Поля опомнилась только в номере. Слез не было. Только икота и шорохи сбрасывающей листья черемухи. Только сухое царапание вороньих лап, рассаживающихся головами в разные стороны к безветренному дню. А еще — четкий ритм настоящего, пахнущего потерями танго…
Артемий Ульянов
Побег для двоих
Неутомимые крымские цикады наполняли трескучим гомоном ночной Коктебель, заглушая далекий шум прибоя. Старая аскетичная пружинная кровать тоскливо поскрипывала, стоило Андрею чуть шевельнуться. До рассвета было еще далеко, но он уже проснулся, разбуженный тревожным предчувствием, от которого потели ладони и тяжелело дыхание. Совсем скоро, через пару-тройку часов, наступит тот самый день, когда он совершит задуманное. Рискованная миссия, сотканная из череды опасных и запретных поступков, нависла над скрипучей кроватью плотным невидимым маревом. Мысли о предстоящем пугали Андрея, одновременно даря ему чувство обжигающего восторга. Сегодня он сделает такое, о чем многие другие боялись и подумать. И если все пройдет удачно, он, вполне вероятно, сможет избежать заслуженного наказания. А даже если и не избежит… Страшно, конечно, но оно того стоит.
Тихонько ворочаясь на ворчливых пружинах, он шаг за шагом прокручивал этапы запретного приключения, порой не веря в собственную храбрость, больше похожую на безрассудную отвагу. Андрей долго планировал это преступление еще в заснеженной холодной Москве, борясь с искушением поделиться безумной затеей с кем-то из друзей. Тайные замыслы зрели в нем, разрастаясь с каждой неделей, иногда заполняя его без остатка. Тогда парень был уверен в своих силах, то и дело вспоминая отцовские слова: «Давай, ты ж у меня мужик», — которые слышал с самого раннего детства. Но сейчас, в Крыму, когда час икс вплотную подошел к громоздкому дому, стоящему в полутора километрах от Черного моря и нарезанному на тесные комнатенки для курортников, решимость вовсю изменяла Андрею, будто легкомысленная распутная девка. Пару раз он даже малодушно решал было отказаться от безумного плана, но жгучее чувство стыда за свою слабость грубо толкало его вперед к намеченной цели.

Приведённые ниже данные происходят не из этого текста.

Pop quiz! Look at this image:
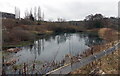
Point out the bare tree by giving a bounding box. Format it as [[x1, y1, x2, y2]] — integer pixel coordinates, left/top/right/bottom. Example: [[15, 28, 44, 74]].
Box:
[[42, 12, 44, 21], [15, 7, 20, 19], [38, 6, 41, 21], [25, 10, 30, 19], [34, 7, 37, 20]]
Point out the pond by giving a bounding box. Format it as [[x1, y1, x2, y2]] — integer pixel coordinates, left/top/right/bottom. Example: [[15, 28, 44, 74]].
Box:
[[2, 33, 103, 73]]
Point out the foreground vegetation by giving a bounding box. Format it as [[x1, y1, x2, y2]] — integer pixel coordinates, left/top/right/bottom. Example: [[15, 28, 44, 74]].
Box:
[[70, 28, 120, 75]]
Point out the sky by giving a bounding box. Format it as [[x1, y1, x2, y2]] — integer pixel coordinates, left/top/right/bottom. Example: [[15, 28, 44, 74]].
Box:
[[0, 0, 120, 21]]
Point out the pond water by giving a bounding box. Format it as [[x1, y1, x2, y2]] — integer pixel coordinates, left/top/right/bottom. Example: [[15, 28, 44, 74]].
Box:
[[15, 33, 102, 63], [3, 33, 103, 73]]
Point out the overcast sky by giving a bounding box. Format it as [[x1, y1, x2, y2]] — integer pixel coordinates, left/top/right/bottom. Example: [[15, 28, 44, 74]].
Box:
[[0, 0, 119, 20]]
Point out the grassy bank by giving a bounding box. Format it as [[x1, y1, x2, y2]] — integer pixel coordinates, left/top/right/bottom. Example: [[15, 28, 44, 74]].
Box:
[[71, 28, 120, 74]]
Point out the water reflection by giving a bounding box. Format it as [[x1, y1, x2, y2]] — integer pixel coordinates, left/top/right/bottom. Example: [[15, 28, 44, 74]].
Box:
[[16, 33, 102, 62]]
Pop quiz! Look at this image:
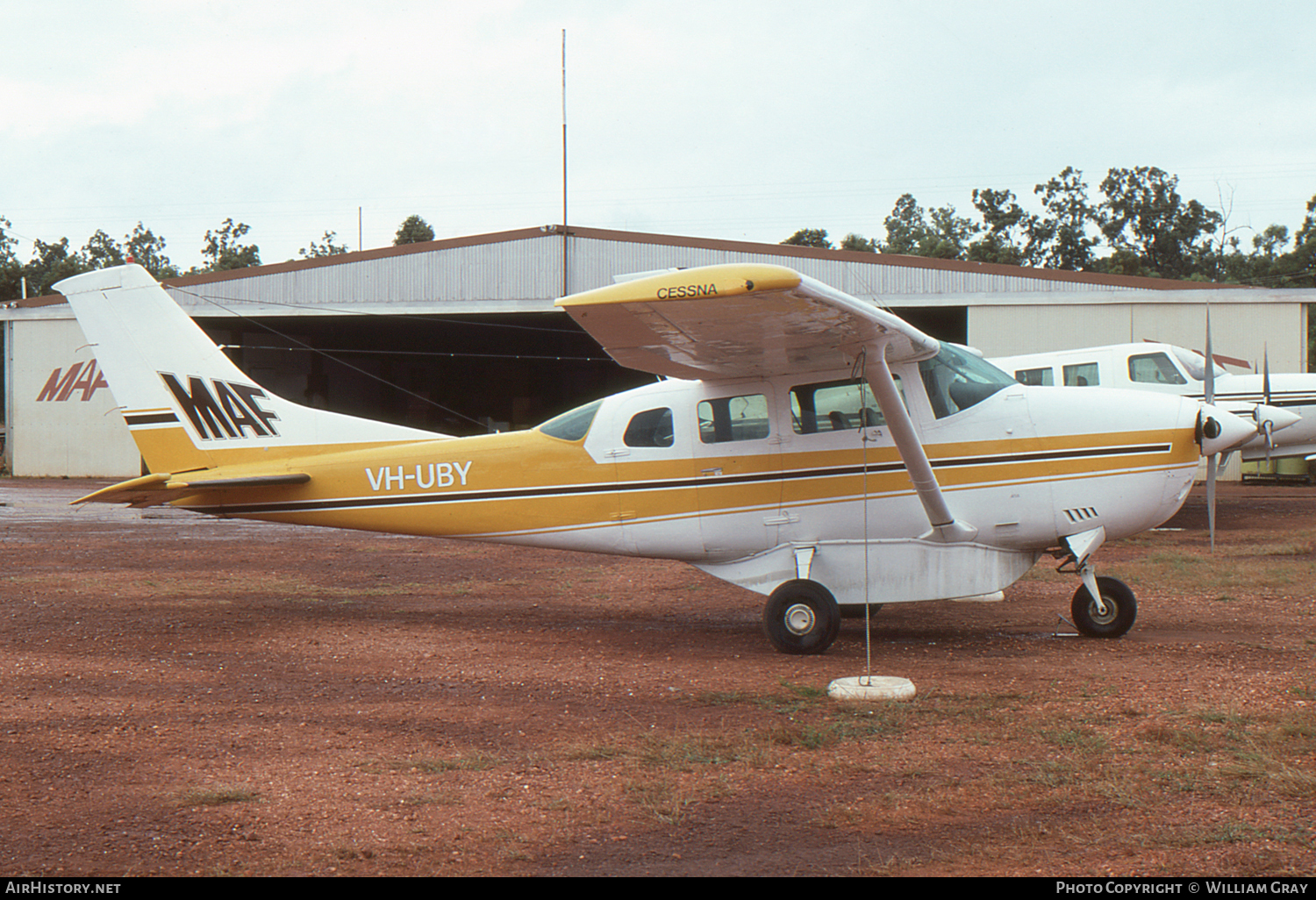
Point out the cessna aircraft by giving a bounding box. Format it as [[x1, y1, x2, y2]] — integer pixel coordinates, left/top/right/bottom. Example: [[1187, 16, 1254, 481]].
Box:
[[55, 265, 1257, 654], [990, 341, 1316, 462]]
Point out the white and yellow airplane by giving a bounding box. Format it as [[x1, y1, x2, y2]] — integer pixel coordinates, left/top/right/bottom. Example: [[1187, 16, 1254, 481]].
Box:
[[57, 265, 1255, 654]]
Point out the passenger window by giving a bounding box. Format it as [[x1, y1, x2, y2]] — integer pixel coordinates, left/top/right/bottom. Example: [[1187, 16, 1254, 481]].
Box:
[[699, 394, 769, 444], [791, 378, 905, 434], [621, 410, 673, 447], [1065, 363, 1102, 387], [1129, 353, 1189, 384], [1015, 366, 1055, 384]]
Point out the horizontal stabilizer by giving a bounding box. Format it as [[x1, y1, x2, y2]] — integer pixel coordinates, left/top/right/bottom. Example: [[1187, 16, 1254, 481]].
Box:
[[71, 473, 311, 508]]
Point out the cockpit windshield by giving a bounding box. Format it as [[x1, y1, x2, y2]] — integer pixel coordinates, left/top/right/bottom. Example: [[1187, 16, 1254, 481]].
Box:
[[919, 342, 1018, 418], [1170, 347, 1228, 382], [540, 400, 603, 441]]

Уснуть той ночью он так и не смог. А когда первые рассветные блики заиграли на выцветших от южного солнца старых занавесках, рывком сел на кровати, словно отсекая себе путь к отступлению. «Все, сегодня. Точно!» — еле слышно прошептал он. И принялся одеваться.
Однако в безупречный план решено было внести одно рискованное изменение. Долгие предрассветные часы убедили его в том, что ему нужен соучастник. С одной стороны, присутствие напарника упрощало задачу. Две головы лучше, чем одна… да и вдвоем не так страшно. Кроме того, в случае провала, если все содеянное вдруг вскроется, будет с кем разделить ответственность и тяжесть наказания. С другой стороны, он не знал, можно ли доверять будущему подельнику. Да и как он отреагирует на такое предложение? Хватит ли его на такую авантюру? Очень хотелось верить, что хватит. Но поручиться за своего пухлого ровесника Дениса как за себя самого Андрюха не мог.